Stuart Martin of East Meon History Group acted as an excellent guide on our first visit of 2021. On a dry but overcast day, our visit started at All Saints Church where we were reminded of the long history of the village dating back to Saxon times and beyond. It was a well established community long before the founding of Petersfield which is just five miles away.
The church, which is said to resemble Winchester Cathedral in style, is dated between 1075 and 1150 and contains a black marble baptismal font created in Tournai, in what is now Belgium and is circa 1130-1140. The Tournai font is one of seven in the UK, four of which are in Hampshire including Winchester Cathedral. Another is in Lincoln Cathedral.

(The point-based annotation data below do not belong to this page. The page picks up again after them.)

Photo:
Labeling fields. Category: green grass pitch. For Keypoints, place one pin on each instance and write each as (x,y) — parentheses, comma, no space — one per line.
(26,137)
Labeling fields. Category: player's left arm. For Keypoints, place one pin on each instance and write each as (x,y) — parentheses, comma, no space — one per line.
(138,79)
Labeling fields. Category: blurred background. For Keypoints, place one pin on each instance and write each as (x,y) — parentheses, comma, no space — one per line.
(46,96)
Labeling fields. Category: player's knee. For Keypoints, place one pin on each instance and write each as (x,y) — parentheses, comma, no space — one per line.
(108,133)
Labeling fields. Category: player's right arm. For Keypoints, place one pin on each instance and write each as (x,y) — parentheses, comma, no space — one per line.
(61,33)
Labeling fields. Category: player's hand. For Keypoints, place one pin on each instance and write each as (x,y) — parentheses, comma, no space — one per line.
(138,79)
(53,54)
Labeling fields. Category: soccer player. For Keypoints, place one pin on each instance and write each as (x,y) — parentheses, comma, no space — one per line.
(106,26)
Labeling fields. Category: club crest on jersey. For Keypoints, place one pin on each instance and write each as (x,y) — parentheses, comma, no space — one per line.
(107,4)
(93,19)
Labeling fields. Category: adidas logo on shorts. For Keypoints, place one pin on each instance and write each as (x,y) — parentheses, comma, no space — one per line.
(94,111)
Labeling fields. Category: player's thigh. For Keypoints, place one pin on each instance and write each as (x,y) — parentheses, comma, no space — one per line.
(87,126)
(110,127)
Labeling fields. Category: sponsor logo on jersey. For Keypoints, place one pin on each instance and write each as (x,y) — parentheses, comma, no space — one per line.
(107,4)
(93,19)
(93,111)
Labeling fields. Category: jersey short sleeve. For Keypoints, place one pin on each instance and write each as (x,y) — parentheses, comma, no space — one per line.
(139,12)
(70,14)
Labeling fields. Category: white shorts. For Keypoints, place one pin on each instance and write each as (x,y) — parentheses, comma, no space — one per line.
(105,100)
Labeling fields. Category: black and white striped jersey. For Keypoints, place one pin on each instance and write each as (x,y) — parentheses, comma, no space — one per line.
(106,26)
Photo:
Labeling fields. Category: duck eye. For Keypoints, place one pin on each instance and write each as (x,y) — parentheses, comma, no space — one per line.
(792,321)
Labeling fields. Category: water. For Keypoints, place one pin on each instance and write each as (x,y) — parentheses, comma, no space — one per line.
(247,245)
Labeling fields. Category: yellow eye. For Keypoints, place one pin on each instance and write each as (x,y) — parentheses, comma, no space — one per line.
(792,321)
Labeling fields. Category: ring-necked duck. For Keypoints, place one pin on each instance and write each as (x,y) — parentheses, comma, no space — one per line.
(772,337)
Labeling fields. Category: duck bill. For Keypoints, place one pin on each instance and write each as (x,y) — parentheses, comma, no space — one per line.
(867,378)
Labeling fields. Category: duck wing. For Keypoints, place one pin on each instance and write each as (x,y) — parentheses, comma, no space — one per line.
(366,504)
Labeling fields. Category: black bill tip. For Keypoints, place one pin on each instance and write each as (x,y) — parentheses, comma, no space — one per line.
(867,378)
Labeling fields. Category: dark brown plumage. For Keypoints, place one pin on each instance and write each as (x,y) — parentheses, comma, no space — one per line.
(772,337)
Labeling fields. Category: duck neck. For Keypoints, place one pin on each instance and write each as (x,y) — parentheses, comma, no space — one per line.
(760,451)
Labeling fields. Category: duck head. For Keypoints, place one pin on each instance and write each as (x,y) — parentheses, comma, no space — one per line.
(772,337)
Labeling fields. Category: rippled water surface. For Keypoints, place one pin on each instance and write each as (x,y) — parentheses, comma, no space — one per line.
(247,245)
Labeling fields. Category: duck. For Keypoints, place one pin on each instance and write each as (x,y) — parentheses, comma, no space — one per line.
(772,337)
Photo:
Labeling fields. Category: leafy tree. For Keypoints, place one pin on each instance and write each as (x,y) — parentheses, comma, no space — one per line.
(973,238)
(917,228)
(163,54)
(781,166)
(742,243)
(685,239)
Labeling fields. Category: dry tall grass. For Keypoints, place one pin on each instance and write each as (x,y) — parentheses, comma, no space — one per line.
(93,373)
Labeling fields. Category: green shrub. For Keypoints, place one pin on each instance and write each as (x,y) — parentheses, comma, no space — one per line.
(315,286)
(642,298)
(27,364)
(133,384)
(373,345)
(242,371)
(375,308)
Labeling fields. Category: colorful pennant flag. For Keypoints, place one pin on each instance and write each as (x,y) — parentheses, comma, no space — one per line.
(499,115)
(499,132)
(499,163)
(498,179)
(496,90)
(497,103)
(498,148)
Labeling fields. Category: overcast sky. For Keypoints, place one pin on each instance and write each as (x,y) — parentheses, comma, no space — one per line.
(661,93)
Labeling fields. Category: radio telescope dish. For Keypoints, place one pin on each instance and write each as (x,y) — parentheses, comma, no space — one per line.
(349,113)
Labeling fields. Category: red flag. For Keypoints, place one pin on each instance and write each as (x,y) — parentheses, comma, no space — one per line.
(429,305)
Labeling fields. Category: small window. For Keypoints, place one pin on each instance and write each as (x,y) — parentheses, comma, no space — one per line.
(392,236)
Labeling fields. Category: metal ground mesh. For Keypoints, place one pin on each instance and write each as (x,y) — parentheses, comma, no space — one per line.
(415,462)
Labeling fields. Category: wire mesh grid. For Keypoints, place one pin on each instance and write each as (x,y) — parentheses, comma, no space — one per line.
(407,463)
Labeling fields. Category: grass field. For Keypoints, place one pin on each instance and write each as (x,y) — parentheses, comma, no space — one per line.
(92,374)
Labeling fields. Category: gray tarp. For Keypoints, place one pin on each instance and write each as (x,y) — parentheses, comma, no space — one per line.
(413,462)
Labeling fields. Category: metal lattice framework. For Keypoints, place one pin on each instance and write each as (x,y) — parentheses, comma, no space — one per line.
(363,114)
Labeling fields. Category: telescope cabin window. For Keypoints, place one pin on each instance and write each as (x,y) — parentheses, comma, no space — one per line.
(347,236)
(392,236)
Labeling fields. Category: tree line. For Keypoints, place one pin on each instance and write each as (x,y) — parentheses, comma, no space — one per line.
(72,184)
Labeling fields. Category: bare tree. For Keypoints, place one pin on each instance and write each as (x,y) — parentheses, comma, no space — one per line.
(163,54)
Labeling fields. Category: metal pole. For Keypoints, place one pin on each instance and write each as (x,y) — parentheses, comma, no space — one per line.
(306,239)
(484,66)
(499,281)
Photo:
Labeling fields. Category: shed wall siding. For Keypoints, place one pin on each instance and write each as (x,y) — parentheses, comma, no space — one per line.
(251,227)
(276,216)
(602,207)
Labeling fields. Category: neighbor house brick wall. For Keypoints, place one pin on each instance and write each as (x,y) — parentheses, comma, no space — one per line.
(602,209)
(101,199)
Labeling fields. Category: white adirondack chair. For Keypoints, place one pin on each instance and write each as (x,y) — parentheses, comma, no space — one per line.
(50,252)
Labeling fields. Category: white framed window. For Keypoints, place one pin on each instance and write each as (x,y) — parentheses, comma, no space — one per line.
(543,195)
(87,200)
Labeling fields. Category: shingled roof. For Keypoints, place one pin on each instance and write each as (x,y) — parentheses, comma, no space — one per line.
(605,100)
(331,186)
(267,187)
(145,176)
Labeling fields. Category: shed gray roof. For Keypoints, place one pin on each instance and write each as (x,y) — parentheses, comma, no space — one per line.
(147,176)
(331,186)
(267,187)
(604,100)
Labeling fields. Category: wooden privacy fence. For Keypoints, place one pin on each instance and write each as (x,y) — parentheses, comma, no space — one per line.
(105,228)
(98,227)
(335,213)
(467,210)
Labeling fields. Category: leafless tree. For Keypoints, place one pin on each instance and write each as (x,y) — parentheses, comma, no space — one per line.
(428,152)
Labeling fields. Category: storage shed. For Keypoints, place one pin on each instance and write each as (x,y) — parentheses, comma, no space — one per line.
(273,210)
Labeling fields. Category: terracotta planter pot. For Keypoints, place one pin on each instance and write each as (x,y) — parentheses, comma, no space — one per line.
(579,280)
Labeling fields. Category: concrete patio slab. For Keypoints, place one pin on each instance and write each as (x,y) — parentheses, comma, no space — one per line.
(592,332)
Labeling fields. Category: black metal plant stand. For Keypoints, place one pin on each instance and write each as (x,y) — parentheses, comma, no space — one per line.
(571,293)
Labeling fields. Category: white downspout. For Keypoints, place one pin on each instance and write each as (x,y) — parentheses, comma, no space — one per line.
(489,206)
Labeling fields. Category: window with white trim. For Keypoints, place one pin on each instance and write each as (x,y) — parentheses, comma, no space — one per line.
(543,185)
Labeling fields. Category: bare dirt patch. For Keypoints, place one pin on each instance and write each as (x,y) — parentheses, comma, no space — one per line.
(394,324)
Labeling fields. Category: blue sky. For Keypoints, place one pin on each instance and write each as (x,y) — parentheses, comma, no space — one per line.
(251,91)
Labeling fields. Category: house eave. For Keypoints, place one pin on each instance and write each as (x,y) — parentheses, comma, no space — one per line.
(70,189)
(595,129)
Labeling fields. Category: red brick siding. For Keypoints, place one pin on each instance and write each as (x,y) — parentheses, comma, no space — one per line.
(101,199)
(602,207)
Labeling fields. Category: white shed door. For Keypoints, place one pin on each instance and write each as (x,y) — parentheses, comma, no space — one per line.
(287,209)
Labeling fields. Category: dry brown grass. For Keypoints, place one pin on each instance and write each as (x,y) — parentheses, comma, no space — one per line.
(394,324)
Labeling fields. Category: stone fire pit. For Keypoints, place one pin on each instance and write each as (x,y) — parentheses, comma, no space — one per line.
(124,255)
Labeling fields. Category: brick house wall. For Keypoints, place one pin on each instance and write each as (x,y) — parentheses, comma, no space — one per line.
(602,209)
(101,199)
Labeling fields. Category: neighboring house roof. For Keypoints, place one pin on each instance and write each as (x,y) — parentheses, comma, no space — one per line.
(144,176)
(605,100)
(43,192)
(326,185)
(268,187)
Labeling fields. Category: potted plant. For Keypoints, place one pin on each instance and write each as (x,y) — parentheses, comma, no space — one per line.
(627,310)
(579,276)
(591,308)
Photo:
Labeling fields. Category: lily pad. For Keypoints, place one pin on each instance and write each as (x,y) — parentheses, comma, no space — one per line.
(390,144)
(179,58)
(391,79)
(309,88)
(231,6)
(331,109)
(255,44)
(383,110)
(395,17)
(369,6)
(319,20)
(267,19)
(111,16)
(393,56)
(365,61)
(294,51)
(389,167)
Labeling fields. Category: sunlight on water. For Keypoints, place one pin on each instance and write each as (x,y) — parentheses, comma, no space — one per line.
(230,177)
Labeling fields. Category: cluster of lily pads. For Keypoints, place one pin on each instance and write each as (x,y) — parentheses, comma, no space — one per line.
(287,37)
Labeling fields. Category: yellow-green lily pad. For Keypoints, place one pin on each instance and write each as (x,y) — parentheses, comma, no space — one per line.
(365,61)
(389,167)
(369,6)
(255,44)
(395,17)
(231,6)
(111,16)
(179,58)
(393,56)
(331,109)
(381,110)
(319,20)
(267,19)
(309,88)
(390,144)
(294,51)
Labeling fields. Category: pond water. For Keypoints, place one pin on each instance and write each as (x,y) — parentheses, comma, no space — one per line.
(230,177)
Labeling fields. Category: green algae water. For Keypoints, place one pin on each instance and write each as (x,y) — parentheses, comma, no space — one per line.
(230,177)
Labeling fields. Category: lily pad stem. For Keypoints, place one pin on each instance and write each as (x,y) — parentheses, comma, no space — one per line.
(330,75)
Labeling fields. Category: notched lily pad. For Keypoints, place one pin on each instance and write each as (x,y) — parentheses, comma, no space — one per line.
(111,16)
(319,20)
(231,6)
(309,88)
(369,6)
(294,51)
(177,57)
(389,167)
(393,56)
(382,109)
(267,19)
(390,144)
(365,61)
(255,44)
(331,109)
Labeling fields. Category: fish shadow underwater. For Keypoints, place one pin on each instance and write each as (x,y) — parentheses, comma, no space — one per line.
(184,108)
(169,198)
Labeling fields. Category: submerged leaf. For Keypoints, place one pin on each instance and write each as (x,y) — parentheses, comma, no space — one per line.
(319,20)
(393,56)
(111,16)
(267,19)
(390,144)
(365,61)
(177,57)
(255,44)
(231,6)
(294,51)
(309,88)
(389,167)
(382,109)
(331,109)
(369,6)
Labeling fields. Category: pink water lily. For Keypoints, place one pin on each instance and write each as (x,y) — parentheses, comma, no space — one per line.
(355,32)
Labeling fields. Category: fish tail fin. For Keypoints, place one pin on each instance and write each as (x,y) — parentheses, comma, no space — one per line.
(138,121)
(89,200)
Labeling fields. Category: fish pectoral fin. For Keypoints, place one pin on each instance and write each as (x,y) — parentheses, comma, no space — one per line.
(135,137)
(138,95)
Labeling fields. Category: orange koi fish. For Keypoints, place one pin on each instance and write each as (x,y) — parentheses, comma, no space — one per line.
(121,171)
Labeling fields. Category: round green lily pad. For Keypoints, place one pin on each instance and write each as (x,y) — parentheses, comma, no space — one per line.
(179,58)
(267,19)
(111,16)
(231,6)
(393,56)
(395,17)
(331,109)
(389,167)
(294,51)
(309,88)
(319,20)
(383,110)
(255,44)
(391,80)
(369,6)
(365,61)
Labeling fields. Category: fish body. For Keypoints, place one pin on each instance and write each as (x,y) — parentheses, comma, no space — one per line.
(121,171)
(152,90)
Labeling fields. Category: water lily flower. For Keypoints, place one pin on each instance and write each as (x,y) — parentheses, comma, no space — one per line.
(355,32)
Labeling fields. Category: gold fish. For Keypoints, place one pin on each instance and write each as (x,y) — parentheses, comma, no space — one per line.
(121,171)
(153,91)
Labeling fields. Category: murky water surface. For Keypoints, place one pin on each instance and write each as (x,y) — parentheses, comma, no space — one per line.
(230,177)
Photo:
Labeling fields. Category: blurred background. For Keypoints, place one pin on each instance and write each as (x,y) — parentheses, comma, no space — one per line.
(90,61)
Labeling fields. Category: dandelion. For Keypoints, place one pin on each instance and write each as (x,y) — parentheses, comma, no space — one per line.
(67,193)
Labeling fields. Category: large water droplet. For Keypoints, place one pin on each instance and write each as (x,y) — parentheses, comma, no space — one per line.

Opposite the church is the old Court House with a mediaeval hall dating from the 15th century and belonging to successive bishops of Winchester.
Our perambulation continued through the village looking at various buildings of interest and learning how the River Meon had been re-routed over the centuries to suit the village plan. Our tour ended at The Forge, a rather non descriptor building in relation to others we had seen but one that has united the village in recent years following a successful campaign to prevent the change of use and partial re-development. Perhaps most interestingly, the campaign and the location of the building next to the cricket pitch led to a change in planning laws which now require planning authorities to take into consideration surrounding sports facilities.
Lunch followed under a gazebo in the garden of Isaak Walton pub. It was great to be eating and drinking with like-minded friends again.